Его плечи, грудь и спина показались мне сплошной гноящейся язвой.
— Самолет сгорел от головы до самого хвостика, а я только немного поджарился. Ожог первой степени… Лежу через палату, у лестницы. Да нет —только сижу или по коридору болтаюсь, как маятник, лежать пока моченьки нет.
С Кубасовым мы земляки, воронежские, оба холостяки.
— Вот шкуру подлатаем маленько, немцев добьем и вместе домой, жениться! Верно, земляк?
Я отвечаю ему улыбкой: «Вот у кого уверенности подзанять следует».
— А знаешь, Волков, — продолжает наш командир, — какие у нас девчата отменные? Бровкою поведет этакая прелестница, и все… На край света за ней убежишь.
Кубасов, морщась, набросил простыню.
— Ваша белокрылая голубка влетела, — кивнул он на сестру. —Ну, давайте, братва, побыстрей выздоравливайте, в полку нас на руках носить обещают. Как реликвии.
— Радуйтесь, мелкий воришка, — обратилась ко мне сестра. — В комнате свиданий вас ожидают…

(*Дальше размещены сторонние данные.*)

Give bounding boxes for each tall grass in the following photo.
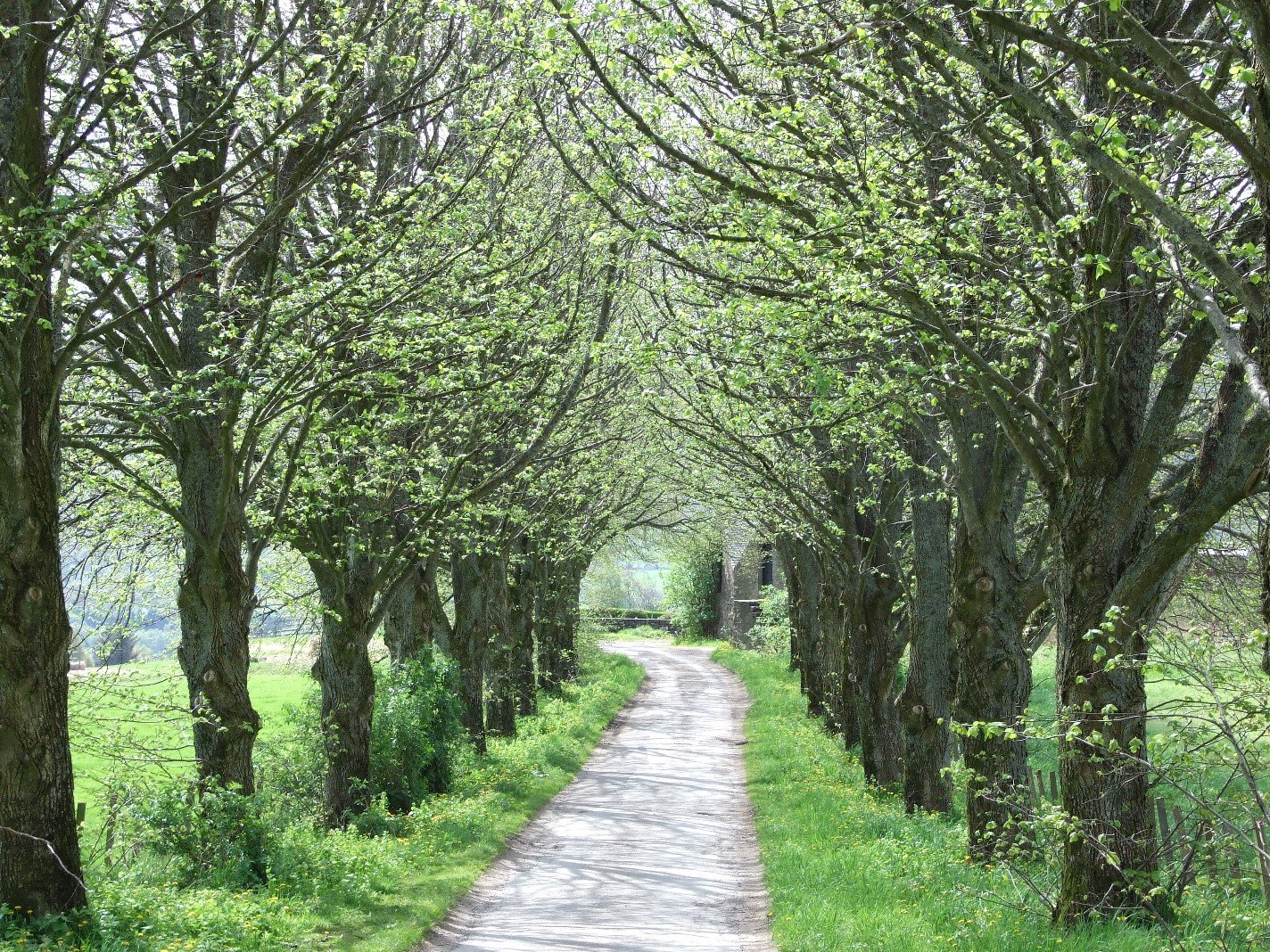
[715,647,1264,952]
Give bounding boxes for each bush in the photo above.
[128,784,275,887]
[749,585,790,655]
[371,658,462,812]
[665,536,722,638]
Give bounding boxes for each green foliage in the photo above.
[128,784,276,889]
[749,585,790,655]
[0,643,643,952]
[371,656,462,812]
[665,533,722,638]
[715,649,1266,952]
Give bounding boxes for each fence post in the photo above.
[102,790,117,869]
[1156,797,1181,863]
[1252,820,1270,907]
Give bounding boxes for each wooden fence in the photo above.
[1027,770,1270,907]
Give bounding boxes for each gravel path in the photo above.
[419,641,775,952]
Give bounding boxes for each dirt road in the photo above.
[420,643,775,952]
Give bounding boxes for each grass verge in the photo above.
[7,644,644,952]
[715,647,1258,952]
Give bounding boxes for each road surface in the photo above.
[419,641,775,952]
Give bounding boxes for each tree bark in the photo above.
[485,556,517,737]
[944,400,1044,862]
[0,0,87,916]
[1258,512,1270,674]
[508,543,539,718]
[449,550,507,755]
[177,451,260,793]
[383,554,441,665]
[309,555,375,829]
[847,578,904,788]
[536,557,590,693]
[812,566,860,748]
[896,451,953,812]
[952,523,1033,860]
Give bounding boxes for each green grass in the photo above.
[311,652,644,952]
[7,643,644,952]
[715,649,1265,952]
[70,660,314,841]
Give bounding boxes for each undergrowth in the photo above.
[0,644,643,952]
[715,647,1266,952]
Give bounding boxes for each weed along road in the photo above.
[420,643,773,952]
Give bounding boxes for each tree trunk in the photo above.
[0,327,87,915]
[485,556,517,737]
[1051,480,1159,922]
[309,555,375,829]
[847,578,904,788]
[1258,512,1270,674]
[814,573,860,748]
[508,546,539,718]
[449,550,506,755]
[177,451,260,793]
[0,0,87,916]
[952,517,1033,860]
[536,557,585,692]
[896,452,953,812]
[383,554,440,665]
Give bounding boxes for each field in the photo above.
[0,643,643,952]
[716,649,1267,952]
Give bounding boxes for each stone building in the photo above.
[719,529,785,644]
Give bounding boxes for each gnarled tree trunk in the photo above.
[0,0,87,915]
[507,545,539,718]
[952,524,1033,860]
[449,550,507,754]
[383,554,449,664]
[309,555,375,829]
[896,444,955,812]
[177,444,260,793]
[536,556,590,692]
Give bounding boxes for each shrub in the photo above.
[371,658,462,812]
[665,536,722,638]
[128,784,273,887]
[749,585,790,655]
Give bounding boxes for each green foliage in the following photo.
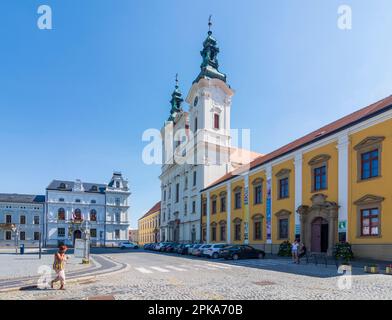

— А почему вдруг воришка, сестрица?
— Знаю я, замечала, как стаканы тащите, только конфузить вас не хотелось.
— А кто меня спрашивает?
— Пока что секрет. Сами увидите.
В комнате свиданий чисто и уютно, как в горнице у хорошей хозяйки. В прохладном полумраке вырисовываются круглый с бархатной скатертью столик, крытые таким же материалом ажурные стулья, диван, завешенное шторой окно. В вазе красные, желтые и белые астры.
— Дашенька, ты? — в удивлении замер я у дверей. — Вот так обрадовала! Какими судьбами? Надолго?
Еще в Обояни я узнал, что Дашенька Ломова для меня теперь вторая родная сестра. До предела обескровленному в воздухе, она вернула мне жизнь, из вены в вену отдала свою кровь. Видимо, из старой литературы, а может, и от родителей она впитала в себя романтизм прошлых лет: прятала от подруг свой альбомчик и дневничок, писала втайне стихи, бросала в Быстринку венок из цветов. И вот она стоит рядом со мной: свежая и упругая, как весенняя почка, гибкий девичий стан схвачен широким армейским ремнем, из плена грубой шинели вырывается, но не может вырваться высокая грудь.